- Original trade ad
- Directed by: Carol Reed
- Written by: Frederick Marryat (novel) Anthony Kimmins Peggy Thompson
- Produced by: Basil Dean
- Starring: Hughie Green Margaret Lockwood Harry Tate Robert Adams Roger Livesey
- Cinematography: John W. Boyle
- Edited by: Sidney Cole
- Music by: Frederic Austin Ernest Irving
- Production company: Associated Talking Pictures
- Distributed by: ABFD
- Release date: November 1935;
- Running time: 70 minutes
- Country: United Kingdom
- Language: English

= Midshipman Easy =

Midshipman Easy is a 1935 British adventure film directed by Carol Reed and starring Hughie Green, Margaret Lockwood, Harry Tate and Robert Adams. The screenplay concerns a young man who runs away from home, joins the navy and goes to sea in the 1790s. He rescues a captive woman from a Spanish ship and battles pirates and smugglers. The film was based on the novel Mr Midshipman Easy (1836) by Frederick Marryat.

==Cast==
- Hughie Green as Midshipman Easy
- Margaret Lockwood as Donna Agnes
- Harry Tate as Mr Biggs
- Robert Adams as Mesty
- Roger Livesey as Captain Wilson
- Dennis Wyndham as Don Silvio
- Lewis Casson as Mr Easy
- Tom Gill as Gascoine
- Frederick Burtwell as Mr. Easthupp
- Desmond Tester as Gossett
- Dorothy Holmes-Gore as Mrs Easy

==Production==
The film was made at Ealing Studios by Basil Dean's Associated Talking Pictures. The film was a moderate success on its initial release in Britain. It was first released in the United States in 1951 by Astor Pictures.

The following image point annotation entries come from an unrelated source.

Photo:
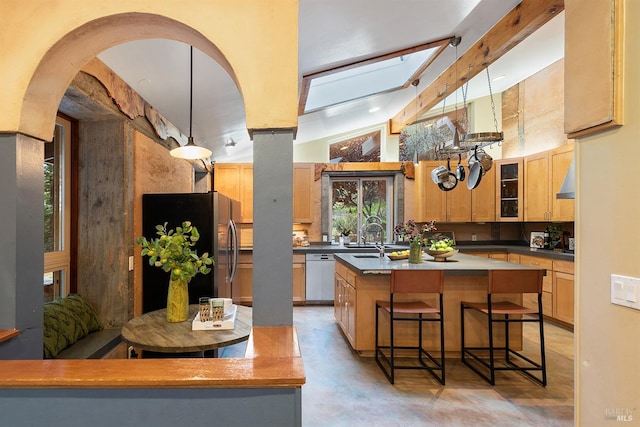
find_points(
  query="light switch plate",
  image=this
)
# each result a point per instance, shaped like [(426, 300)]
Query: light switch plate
[(625, 291)]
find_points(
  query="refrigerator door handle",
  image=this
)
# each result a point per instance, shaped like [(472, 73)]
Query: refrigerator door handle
[(235, 249)]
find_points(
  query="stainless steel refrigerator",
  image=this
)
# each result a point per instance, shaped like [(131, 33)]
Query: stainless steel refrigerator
[(215, 216)]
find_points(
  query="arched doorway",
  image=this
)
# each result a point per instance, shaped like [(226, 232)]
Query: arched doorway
[(40, 88)]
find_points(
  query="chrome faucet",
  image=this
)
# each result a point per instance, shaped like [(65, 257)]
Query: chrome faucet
[(365, 229)]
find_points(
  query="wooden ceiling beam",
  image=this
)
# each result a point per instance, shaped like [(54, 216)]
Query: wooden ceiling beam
[(522, 21)]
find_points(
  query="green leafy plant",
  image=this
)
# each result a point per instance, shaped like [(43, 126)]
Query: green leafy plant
[(413, 233), (172, 251)]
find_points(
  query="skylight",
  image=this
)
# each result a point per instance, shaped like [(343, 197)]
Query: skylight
[(365, 78)]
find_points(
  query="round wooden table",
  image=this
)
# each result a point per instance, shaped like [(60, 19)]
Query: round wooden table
[(152, 332)]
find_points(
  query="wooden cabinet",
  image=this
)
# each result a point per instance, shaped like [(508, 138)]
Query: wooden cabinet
[(483, 198), (299, 278), (544, 174), (303, 197), (457, 205), (563, 291), (509, 190), (531, 300), (243, 283), (235, 180), (345, 302), (558, 288), (593, 46)]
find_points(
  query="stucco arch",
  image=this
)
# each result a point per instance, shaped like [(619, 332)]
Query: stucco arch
[(261, 58)]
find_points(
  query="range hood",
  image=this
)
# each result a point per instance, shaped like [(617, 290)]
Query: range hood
[(568, 189)]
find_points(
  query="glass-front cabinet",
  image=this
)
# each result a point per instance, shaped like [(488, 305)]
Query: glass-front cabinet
[(509, 190)]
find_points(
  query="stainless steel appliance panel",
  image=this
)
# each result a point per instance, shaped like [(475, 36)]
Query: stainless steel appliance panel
[(211, 214), (320, 272)]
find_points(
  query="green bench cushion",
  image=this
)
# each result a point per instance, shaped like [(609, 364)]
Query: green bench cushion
[(67, 320)]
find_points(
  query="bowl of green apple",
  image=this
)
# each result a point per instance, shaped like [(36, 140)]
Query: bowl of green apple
[(441, 249)]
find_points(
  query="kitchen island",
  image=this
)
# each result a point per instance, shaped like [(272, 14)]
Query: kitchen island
[(363, 278)]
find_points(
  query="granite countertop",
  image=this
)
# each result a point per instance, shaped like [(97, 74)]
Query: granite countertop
[(459, 264), (463, 247)]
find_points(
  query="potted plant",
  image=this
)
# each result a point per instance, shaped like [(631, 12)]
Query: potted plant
[(172, 252), (415, 236)]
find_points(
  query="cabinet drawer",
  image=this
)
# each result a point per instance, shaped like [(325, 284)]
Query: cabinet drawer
[(537, 262), (563, 266)]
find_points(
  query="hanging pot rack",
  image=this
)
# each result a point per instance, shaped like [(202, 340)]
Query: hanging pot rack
[(476, 140)]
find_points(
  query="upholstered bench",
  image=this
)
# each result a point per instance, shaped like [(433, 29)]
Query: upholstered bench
[(73, 330)]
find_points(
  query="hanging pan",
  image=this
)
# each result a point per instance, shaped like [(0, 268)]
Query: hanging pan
[(460, 172), (475, 171), (451, 181)]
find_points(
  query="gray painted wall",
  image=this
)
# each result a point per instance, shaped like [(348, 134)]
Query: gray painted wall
[(21, 246), (151, 407), (272, 225)]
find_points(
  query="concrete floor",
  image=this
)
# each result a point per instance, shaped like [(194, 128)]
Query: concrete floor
[(344, 389)]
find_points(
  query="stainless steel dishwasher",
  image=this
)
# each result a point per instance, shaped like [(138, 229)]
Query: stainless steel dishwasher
[(320, 271)]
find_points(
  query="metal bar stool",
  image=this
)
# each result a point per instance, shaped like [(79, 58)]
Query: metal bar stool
[(413, 281), (506, 282)]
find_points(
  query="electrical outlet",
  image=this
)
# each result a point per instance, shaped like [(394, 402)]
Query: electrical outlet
[(624, 291)]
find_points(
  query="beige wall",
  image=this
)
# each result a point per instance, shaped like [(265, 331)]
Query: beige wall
[(608, 236), (44, 44)]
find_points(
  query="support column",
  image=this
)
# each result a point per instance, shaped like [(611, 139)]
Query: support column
[(21, 246), (272, 227)]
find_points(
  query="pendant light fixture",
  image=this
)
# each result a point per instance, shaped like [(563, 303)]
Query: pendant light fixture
[(190, 150)]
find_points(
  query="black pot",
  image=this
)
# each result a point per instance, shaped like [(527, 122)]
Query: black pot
[(451, 182), (475, 172), (460, 172)]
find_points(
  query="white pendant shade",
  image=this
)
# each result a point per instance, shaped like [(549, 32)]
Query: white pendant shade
[(190, 151)]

The cliff top action sequences and rocky shore scenes of the film were shot on the Isle of Portland.

It was an early role for Margaret Lockwood and the first of several collaborations between her and Carol Reed.

==Critical reception==
Writing for The Spectator in 1936, Graham Greene praised Carol Reed on his directorial debut, noting that he had "more sense of the cinema than most veteran British directors". Greene described the film as "simply and dramatically cut", and commented that it contained "the best fight [he could] remember on the screen". Greene "unreservedly recommended [the film] to children".

Allmovie noted "a ripping yarn"; and Britmovie noted, "a great work of popular entertainment in its own era, Captain Marryat’s novel is a logical subject for the mass audience that attends films," but concluded, "the film’s budget was as limited as other British movies of the period, and most of it was shot at the Ealing Studios in London. A minor financial and critical success in England, Midshipman Easy did not even strike the British as more than a spirited bit of ephemera and there is very little about the picture to change anyone’s mind today" and NitrateVille wrote, "a rather remarkable little British film, a sort of boy's view of going to sea, that boasts several excellent performances and one that is downright astonishing...a remarkable performance by Robert Adams, a black actor, who plays Mesty. Mesty's job onboard the ship is rather vague, but he becomes Early's [sic] protector and right-hand man. He's promoted to the rank of corporal and later saves Early's [sic] life by fighting the Italian desperado and throwing him over a cliff. The class and bravery of this black character in a 1935 British film outpaces anything I can think of in an American film of the era."